La aceitada relación entre los presidentes de los dos bloques mayoritarios logró el acuerdo para que familiares y amigos ocuparan la casi totalidad de los cargos de la Defensoría del Pueblo de la provincia, abriendo numerosos interrogantes sobre las posibilidades de Aguilar de revertir la mala imagen de la Legislatura.
Esta buena relación entre los presidentes del bloque del PJ, Ricardo Sánchez, y de la Alianza, Carim Peche, puede convertirse en un verdadero escollo en las intenciones del próximo presidente de la Legislatura, el actual ministro de Economía, Eduardo Aguilar, de trasparentar el funcionamiento del Poder del Estado mas desprestigiado. Siempre y cuando los lazos entre los saenzpeñenses no terminen arrebatándole la presidencia a quien encabezara la lista de diputados del Frente Chaco Merece Más, según advierten algunos rumores en los pasillos de la Legislatura.
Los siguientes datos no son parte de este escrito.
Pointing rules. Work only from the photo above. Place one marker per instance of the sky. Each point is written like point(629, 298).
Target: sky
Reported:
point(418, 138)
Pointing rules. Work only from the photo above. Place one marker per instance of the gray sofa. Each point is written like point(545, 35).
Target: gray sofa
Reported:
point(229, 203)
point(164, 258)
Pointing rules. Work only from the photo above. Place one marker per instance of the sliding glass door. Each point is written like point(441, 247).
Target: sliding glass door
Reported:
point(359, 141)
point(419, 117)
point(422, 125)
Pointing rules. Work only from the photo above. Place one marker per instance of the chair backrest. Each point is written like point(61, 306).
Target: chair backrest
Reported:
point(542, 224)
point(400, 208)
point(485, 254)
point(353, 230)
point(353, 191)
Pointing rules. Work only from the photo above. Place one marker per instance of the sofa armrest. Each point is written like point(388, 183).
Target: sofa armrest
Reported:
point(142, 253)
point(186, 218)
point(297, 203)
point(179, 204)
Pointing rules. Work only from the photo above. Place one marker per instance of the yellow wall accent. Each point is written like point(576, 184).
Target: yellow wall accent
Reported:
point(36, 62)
Si bien se ha hecho pública la candidatura de Aguilar a la presidencia legislativa, algo que el gustavismo encabezado por el jefe de bloque del PJ no puede digerir aún, sorprende la falta de definición en torno al pedido de juicio político contra el ministro de Economía. En este sentido hay quienes entienden que este proceso podría convertirse en un inconveniente para que Aguilar asuma no solo la presidencia sino su banca como legislador.
A pocos días de la asunción de los nuevos diputados, alrededor del 6 de diciembre se haría la sesión preparatoria para elegir autoridades, el sentido común indica que nada de esto se producirá en definitiva, pero surge como un llamado de atención el hecho que estos “buenos muchachos” pueden convertirse en un dolor de cabeza para la presidencia de Eduardo Aguilar.